At the moment, it is difficult to guess what will happen in the 2020 American presidential election. I don't yet know if Buttigieg is any more competent than the other candidates but it seems to me that to have an openly gay president might be of great symbolic importance in reducing stigma around homosexuality, in the same way that Obama's two terms was a great stride forward in African American civil rights, and so I would tentatively support him. Perhaps Buttigieg would be a brilliant president. If he does become president however we should all expect a backlash from the right that would dwarf the backlash against Obama.
In this post, I have been making two proposals. The first, rational and secular, is that homosexuality is a choice but not a choice that should be censured or condemned; it is a choice often made as the result of an extremely long period of social pressure The second, religious, is that God decides who is gay and who isn't, and so religiously inspired homophobia is misplaced. It is unChristian (and unBuddhist, unIslamic, and so on) to hate gay people.. Either way, methods of treating the mentally ill who have issues with sexuality should change. Suppose a person shows up in the office of a psychiatrist, or a psychologist, or a counsellor, and says, "I think I might be gay!" The therapist should say, "Do you want to be gay?" If the patient says "Yes", the therapist should simply say "Okay". If the patient says, "No", the therapist should say, "You can't be gay unless you want to be".
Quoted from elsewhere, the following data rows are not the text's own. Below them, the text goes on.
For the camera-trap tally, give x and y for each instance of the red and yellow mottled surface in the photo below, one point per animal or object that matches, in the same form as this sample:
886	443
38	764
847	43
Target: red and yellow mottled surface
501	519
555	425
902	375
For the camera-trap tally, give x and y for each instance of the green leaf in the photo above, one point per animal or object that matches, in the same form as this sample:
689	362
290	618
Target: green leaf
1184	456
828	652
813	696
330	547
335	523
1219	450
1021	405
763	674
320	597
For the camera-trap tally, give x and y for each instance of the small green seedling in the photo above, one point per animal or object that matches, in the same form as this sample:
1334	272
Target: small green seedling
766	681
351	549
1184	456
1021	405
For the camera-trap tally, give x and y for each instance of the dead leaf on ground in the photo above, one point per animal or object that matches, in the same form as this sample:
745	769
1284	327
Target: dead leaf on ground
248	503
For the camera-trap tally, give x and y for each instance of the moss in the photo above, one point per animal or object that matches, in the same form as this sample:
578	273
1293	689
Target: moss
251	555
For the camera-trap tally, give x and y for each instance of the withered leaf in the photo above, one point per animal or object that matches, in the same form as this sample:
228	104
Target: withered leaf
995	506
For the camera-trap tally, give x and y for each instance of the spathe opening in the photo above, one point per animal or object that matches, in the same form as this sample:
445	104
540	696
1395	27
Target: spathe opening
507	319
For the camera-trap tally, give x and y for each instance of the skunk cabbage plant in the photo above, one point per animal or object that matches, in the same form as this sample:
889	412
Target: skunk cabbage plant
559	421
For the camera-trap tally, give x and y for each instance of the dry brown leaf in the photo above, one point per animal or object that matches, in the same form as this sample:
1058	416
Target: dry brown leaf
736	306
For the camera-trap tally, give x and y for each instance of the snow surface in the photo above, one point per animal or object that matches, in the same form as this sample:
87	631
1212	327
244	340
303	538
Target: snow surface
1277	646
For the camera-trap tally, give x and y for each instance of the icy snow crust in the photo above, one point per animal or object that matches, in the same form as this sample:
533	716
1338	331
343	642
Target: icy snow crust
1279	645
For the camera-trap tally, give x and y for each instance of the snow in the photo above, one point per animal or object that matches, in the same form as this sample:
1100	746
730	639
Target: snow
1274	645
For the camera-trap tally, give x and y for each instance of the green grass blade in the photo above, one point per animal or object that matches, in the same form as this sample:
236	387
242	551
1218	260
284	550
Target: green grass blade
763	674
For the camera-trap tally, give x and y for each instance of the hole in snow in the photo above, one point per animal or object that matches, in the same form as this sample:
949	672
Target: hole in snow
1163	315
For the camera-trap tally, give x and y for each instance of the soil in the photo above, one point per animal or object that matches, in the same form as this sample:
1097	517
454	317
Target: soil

I'll finish this post by talking about something quite different.. In the previous post, I was a little unfair to Bill Maher. Although Maher seems to support Israel over the Palestinians, he also said in the same episode that he recognised that the opposing viewpoint is defensible. It is fashionable, even among leftists, to bag Bill Maher. Some fools even go so far as to say Maher is a racist because he accidentally used the n-word once, when it is obvious that he isn't. Truly he seems to me a very good person. I like Maher – in fact, since Jon Stewart retired, Maher has been my favourite comedian-pundit. He and I sometimes differ but on a whole I regard him as a voice of reason in a deranged world. Maybe I'm a little deranged myself occasionally but I'm simply trying to find the logic in the madness.